Authors: Melody Carlson
“There you go,” she announces, pointing to her mirror.
“I feel like Cinderella,” I tell her as I stare at the strange woman in the mirror. “Do you think I look silly?”
She soberly shakes her head. “Not at all.”
“I’ve never done anything like this before,” I admit.
“Then I think it’s about time.”
Just then we hear the doorbell ring, and I jump and let out a little shriek. She laughs. “It’s only Simon, dear. I’ll go let him in.”
I nod nervously, then turn to check my image in the mirror again. I reach up and touch my cheek and am certain that this is someone else, perhaps someone on the other side of the looking glass. Just play the game, I tell myself. Tonight you will be Cinderella. Who knows what or where you’ll be tomorrow.
“Simon is here,” she calls from the living room, and suddenly I know I cannot possibly walk through that door. My heart is racing, and I cannot breathe. I know this is a big mistake.
“You fool!” Amelia yells at me. “You stupid little fool!” She sounds like one of the ugly stepsisters condemning my hope on the way to the ball.
I press my hands over my ears and tell her to leave me alone, but she continues to rant at me, calling me foul names and accusing me of all sorts of nasty things. I don’t hear the door open or see them standing there, but soon they are both beside me, and I feel Faye’s hand on my arm, and Simon is looking into my eyes and speaking in a calm tone. “Just relax, Alice. It’s going to be okay. Trust me.”
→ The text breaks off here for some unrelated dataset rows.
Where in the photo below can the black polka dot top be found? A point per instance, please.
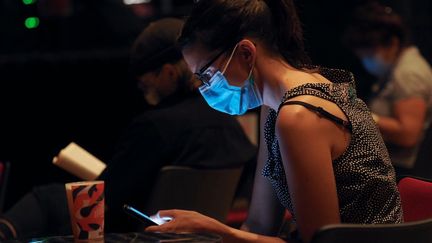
(365, 178)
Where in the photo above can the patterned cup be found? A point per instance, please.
(86, 209)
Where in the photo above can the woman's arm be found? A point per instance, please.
(265, 211)
(189, 221)
(405, 127)
(308, 143)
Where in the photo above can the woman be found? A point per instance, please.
(402, 94)
(326, 160)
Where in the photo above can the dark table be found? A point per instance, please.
(143, 237)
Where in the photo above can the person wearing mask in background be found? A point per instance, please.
(401, 99)
(179, 130)
(326, 160)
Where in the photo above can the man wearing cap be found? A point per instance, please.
(180, 129)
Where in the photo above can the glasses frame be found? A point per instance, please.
(200, 74)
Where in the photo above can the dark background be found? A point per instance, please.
(67, 79)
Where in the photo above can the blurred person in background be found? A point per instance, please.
(180, 129)
(401, 99)
(323, 158)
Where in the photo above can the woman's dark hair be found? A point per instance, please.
(374, 25)
(220, 24)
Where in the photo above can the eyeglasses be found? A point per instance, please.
(203, 76)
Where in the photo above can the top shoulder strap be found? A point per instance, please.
(320, 111)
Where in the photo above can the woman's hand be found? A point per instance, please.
(188, 221)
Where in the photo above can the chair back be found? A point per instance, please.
(4, 174)
(416, 197)
(208, 191)
(418, 231)
(423, 164)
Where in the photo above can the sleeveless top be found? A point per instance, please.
(365, 178)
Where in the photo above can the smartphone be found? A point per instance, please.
(139, 215)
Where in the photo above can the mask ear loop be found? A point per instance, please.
(229, 59)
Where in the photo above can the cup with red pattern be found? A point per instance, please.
(86, 204)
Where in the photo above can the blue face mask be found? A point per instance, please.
(234, 100)
(376, 66)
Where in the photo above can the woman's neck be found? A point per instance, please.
(278, 77)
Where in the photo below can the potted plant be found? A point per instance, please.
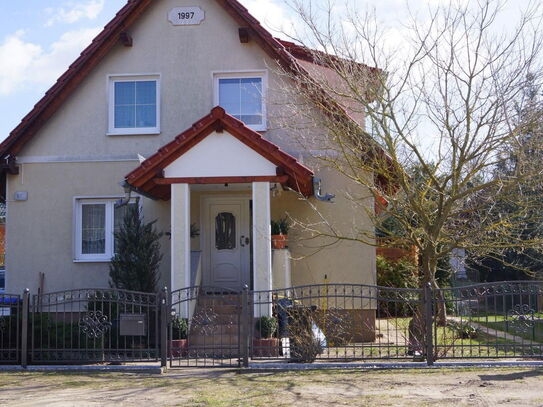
(266, 345)
(279, 232)
(179, 343)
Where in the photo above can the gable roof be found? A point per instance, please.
(107, 39)
(148, 178)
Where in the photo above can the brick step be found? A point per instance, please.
(216, 330)
(219, 308)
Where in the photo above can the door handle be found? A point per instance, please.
(244, 241)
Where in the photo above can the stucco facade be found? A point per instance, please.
(72, 157)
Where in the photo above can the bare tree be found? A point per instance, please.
(438, 109)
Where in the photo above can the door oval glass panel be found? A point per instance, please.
(225, 231)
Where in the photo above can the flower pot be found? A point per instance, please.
(178, 348)
(266, 347)
(279, 241)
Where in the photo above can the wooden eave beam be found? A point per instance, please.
(221, 180)
(126, 39)
(244, 35)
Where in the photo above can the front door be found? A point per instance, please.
(226, 242)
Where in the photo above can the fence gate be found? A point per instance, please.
(93, 326)
(340, 322)
(490, 321)
(205, 327)
(10, 328)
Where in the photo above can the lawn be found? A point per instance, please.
(220, 387)
(531, 330)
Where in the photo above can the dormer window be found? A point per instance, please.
(134, 105)
(242, 96)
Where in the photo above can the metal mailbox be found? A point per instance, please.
(132, 325)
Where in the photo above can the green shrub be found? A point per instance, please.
(266, 326)
(180, 328)
(463, 330)
(396, 274)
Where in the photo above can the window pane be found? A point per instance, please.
(242, 98)
(251, 96)
(135, 104)
(229, 95)
(125, 117)
(93, 228)
(125, 93)
(146, 116)
(146, 93)
(225, 231)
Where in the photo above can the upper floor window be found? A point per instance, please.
(134, 105)
(242, 96)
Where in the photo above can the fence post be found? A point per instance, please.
(428, 318)
(24, 328)
(164, 318)
(245, 330)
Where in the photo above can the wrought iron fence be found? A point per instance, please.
(220, 327)
(492, 320)
(94, 325)
(205, 327)
(345, 322)
(10, 328)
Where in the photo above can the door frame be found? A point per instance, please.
(205, 200)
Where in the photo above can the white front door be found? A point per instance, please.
(226, 242)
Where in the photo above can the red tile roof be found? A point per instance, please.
(108, 38)
(147, 176)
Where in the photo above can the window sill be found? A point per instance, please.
(97, 260)
(133, 133)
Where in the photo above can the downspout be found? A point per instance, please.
(317, 184)
(128, 189)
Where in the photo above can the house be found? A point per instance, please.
(175, 107)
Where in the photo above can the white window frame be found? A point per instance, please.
(3, 289)
(112, 79)
(79, 256)
(262, 74)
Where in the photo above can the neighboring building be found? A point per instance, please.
(147, 87)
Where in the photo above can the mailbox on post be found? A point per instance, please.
(132, 325)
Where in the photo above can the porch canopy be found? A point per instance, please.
(219, 149)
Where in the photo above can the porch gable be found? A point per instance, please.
(218, 149)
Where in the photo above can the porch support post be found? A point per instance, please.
(180, 239)
(262, 265)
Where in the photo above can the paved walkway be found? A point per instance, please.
(498, 333)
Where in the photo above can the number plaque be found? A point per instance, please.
(186, 15)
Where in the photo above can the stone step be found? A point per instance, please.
(219, 308)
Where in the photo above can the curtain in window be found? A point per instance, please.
(242, 98)
(93, 229)
(135, 104)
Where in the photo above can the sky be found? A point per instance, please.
(39, 39)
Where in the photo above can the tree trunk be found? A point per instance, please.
(428, 264)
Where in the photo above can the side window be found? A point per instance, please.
(96, 221)
(134, 105)
(243, 98)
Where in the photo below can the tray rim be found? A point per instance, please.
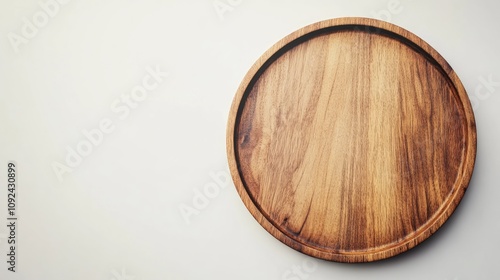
(427, 229)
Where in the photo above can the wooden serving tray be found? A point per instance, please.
(351, 140)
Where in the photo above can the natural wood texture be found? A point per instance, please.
(351, 140)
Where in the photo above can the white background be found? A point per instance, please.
(117, 214)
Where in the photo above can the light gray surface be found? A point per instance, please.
(117, 215)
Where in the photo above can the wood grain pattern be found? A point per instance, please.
(351, 140)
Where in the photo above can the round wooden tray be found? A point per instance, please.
(351, 140)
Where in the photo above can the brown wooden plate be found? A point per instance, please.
(351, 140)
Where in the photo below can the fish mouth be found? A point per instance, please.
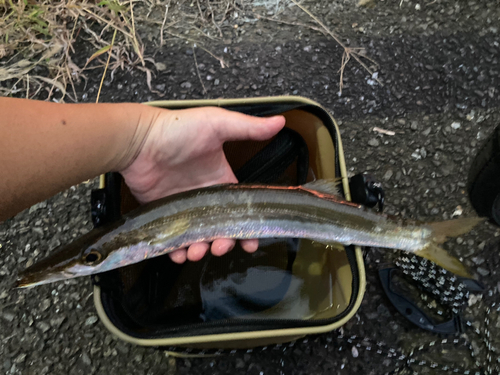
(29, 280)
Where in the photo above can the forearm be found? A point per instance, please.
(48, 147)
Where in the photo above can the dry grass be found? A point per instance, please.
(43, 34)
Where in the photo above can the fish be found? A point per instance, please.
(312, 211)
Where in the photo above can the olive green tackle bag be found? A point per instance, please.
(289, 288)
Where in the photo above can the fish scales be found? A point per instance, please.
(239, 212)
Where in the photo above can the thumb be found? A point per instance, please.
(234, 126)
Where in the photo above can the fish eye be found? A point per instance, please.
(92, 258)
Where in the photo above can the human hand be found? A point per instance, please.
(182, 150)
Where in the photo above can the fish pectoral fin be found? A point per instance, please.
(327, 185)
(443, 259)
(177, 228)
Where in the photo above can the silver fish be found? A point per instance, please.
(239, 211)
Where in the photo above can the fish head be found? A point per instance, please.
(85, 256)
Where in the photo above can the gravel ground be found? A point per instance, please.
(440, 65)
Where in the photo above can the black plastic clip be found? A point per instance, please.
(367, 191)
(105, 203)
(414, 314)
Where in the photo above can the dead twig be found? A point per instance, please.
(163, 23)
(198, 71)
(348, 51)
(106, 67)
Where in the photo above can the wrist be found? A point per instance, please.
(139, 124)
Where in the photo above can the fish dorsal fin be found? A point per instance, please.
(327, 185)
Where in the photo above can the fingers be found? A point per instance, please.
(197, 251)
(178, 256)
(222, 246)
(232, 126)
(250, 246)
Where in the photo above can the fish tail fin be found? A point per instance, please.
(444, 259)
(453, 228)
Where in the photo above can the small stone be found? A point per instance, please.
(20, 358)
(91, 320)
(482, 271)
(42, 326)
(45, 304)
(86, 360)
(160, 66)
(388, 175)
(56, 322)
(239, 363)
(478, 260)
(8, 316)
(354, 352)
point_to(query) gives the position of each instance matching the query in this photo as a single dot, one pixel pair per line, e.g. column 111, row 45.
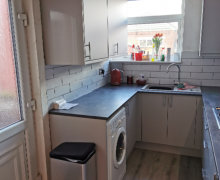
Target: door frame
column 26, row 125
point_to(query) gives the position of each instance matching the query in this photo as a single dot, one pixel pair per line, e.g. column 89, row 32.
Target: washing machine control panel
column 117, row 121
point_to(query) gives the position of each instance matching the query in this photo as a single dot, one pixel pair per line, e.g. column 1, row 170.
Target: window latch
column 23, row 17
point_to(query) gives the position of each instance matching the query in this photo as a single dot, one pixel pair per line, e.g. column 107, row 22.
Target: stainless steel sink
column 158, row 87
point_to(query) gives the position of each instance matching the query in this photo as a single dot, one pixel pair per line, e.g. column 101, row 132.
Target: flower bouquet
column 157, row 40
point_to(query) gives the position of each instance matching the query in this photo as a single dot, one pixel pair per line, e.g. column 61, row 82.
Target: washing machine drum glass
column 119, row 147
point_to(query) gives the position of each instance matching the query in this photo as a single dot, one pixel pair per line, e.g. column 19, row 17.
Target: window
column 149, row 17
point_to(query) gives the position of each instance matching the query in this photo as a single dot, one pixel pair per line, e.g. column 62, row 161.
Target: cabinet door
column 95, row 29
column 131, row 124
column 210, row 43
column 199, row 123
column 181, row 120
column 154, row 118
column 63, row 32
column 117, row 22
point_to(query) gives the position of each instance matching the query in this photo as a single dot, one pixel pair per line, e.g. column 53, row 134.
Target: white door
column 17, row 143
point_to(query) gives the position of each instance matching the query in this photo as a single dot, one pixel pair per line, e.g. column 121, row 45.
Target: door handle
column 89, row 46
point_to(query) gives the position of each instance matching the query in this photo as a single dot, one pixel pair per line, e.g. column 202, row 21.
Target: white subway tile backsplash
column 61, row 71
column 167, row 81
column 211, row 68
column 71, row 82
column 52, row 83
column 202, row 75
column 194, row 70
column 217, row 62
column 142, row 67
column 216, row 76
column 210, row 82
column 153, row 80
column 75, row 85
column 172, row 69
column 159, row 74
column 49, row 74
column 191, row 68
column 200, row 62
column 61, row 90
column 75, row 69
column 50, row 94
column 187, row 62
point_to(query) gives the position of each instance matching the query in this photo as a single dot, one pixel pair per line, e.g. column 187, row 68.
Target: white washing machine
column 116, row 145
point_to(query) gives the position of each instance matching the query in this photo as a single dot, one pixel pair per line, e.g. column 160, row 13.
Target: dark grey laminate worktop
column 105, row 101
column 211, row 99
column 101, row 103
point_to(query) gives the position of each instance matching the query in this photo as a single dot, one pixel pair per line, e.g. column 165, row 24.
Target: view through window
column 146, row 18
column 9, row 98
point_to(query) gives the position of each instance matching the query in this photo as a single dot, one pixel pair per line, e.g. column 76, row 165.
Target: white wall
column 192, row 25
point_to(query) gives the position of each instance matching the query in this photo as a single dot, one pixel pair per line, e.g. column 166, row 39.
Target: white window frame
column 179, row 18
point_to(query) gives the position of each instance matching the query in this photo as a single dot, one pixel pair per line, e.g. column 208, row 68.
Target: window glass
column 153, row 8
column 141, row 35
column 9, row 98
I take a deep breath and look at him and then at Faye. Somewhere deep inside I think they don’t really want to hurt me, at least I don’t believe they do, but even so I realize from experience that they might.
“Doesn’t she look beautiful?” Faye speaks softly, and I hear him agree.
I want to be normal, I’m thinking, but maybe I have said this aloud. For then I hear Simon saying, “Normal is highly overrated, Alice. I’d rather you just be yourself. Okay?”
I look into his dark eyes and mumble, “Okay.” I will play the Simon says game again.
Now Faye is handing me her beaver fur coat. “I know it’s not as nice as it used to be, but it’ll keep you warm. The weatherman said it’s dropping to the twenties tonight, and it might even snow.”
I allow the two of them to help me into the heavy coat. Then Faye puts both her hands on my cheeks and pulls my face toward her. She looks me in the eyes and says, “You
are
a princess, my dear. Your heavenly Father is the King of kings, you know.” Then she kisses me on the forehead.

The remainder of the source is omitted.